Ultimately, however, both the admirable, accomplished professional and the itinerant, mean spirited, one-time child of plausible promise are trying to do the same thing—somehow shed their own skin. As Jackson Browne lamented, “No matter how fast I run/I can never seem to get away from me.” Five Easy Pieces shows the futility of this flight—The Passenger takes it up a notch. Or two. “It’s us who remain the same. We translate every situation, every experience into the same old codes,” Locke insists, dissenting from the jaded, same-old, same-old perspective of a similarly globe-trotting acquaintance in a remote Saharan village. “However hard you try, it stays so difficult to get away from your own habits.”

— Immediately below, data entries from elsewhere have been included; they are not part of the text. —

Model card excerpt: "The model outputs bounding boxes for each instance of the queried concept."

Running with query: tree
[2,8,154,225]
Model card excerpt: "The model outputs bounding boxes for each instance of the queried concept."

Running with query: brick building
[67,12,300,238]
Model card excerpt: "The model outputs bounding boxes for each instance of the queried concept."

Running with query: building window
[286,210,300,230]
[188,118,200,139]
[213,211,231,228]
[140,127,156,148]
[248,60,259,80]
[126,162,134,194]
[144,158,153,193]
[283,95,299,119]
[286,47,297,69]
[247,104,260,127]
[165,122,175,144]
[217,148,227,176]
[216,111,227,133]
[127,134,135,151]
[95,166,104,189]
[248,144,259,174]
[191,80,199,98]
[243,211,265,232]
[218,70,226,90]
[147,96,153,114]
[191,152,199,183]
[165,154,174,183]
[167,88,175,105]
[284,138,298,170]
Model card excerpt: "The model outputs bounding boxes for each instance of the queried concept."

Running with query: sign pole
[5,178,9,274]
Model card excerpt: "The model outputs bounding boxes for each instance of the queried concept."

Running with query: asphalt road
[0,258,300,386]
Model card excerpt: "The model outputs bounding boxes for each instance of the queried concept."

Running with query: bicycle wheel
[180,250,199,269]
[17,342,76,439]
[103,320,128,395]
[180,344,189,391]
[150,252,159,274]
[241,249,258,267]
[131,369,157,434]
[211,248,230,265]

Well, when said acquaintance drops dead, given the more than passing similarity of their shapes and features, Locke takes the opportunity to . . . switch identities, becoming Robertson: slipping into his shoes, lifting his passport (he swaps the photos), and, most fatefully, making off with his appointment book. All this, it would seem (here the London interlude is essential) with little concern for those who might mourn the loss of Locke (Jenny Runacre and Ian Hendry turn in fine supporting turns as those who were closest to him). David again hits the road, falling in with an enigmatic, unnamed woman (Schneider). Is she part of some larger scheme? We think not, but the movie more than invites conspiratorial hypothesizing, or at the very least insists on some comfort level with synchronicity. In any event, ruh-roh, it soon becomes evident that Robertson’s life had its own, shall we say, complications.
Manohla Dargis praised The Passenger as “arguably Mr. Antonioni’s greatest film”—and we agree, and feel compelled to point out that is pretty, pretty high praise. (Nicholson went out of his way to personally secure the rights to the movie, suggesting that he also holds it in high esteem.) Dargis adds “that few filmmakers have revealed so much beauty inside a film frame,” and that The Passenger “dazzles from first shot to last.” Which is perhaps the case, but I want to talk about two sequences in particular, which do even more than dazzle. The first, which I think is still underappreciated, is the bravura twelve-plus minute sequence, early in the film (it starts around minute fourteen, for those of you playing our home game), after Locke discovers Robertson’s body. With the exception, in voice-over, of some exchanges from a previously recorded conversation between the two men, the sequence is entirely dialogue-free. Antonioni, without showing off, orchestrates this narrative, bringing together images and sounds, framing impeccably, shooting with confidence, cutting virtuosically, and bending time. Nicholson, compelling, holds the screen without speaking. What do we want from the movies? This.
That said, one reason the Robertson swap sequence doesn’t get the love it deserves, is because so much praise has been (justly) showered on the astonishing, how was that even possible, narratively essential, seven minute shot that comes near the very end of the story. It is one of the great long takes in the history of cinema. And it doesn’t even step on the toes of what might have seemed like a throwaway line, but well summarizes a film that is on the one hand intensely suspenseful, but on the other has a lot to say about little things like perspective, subjectivity, and identity: “I never knew him.”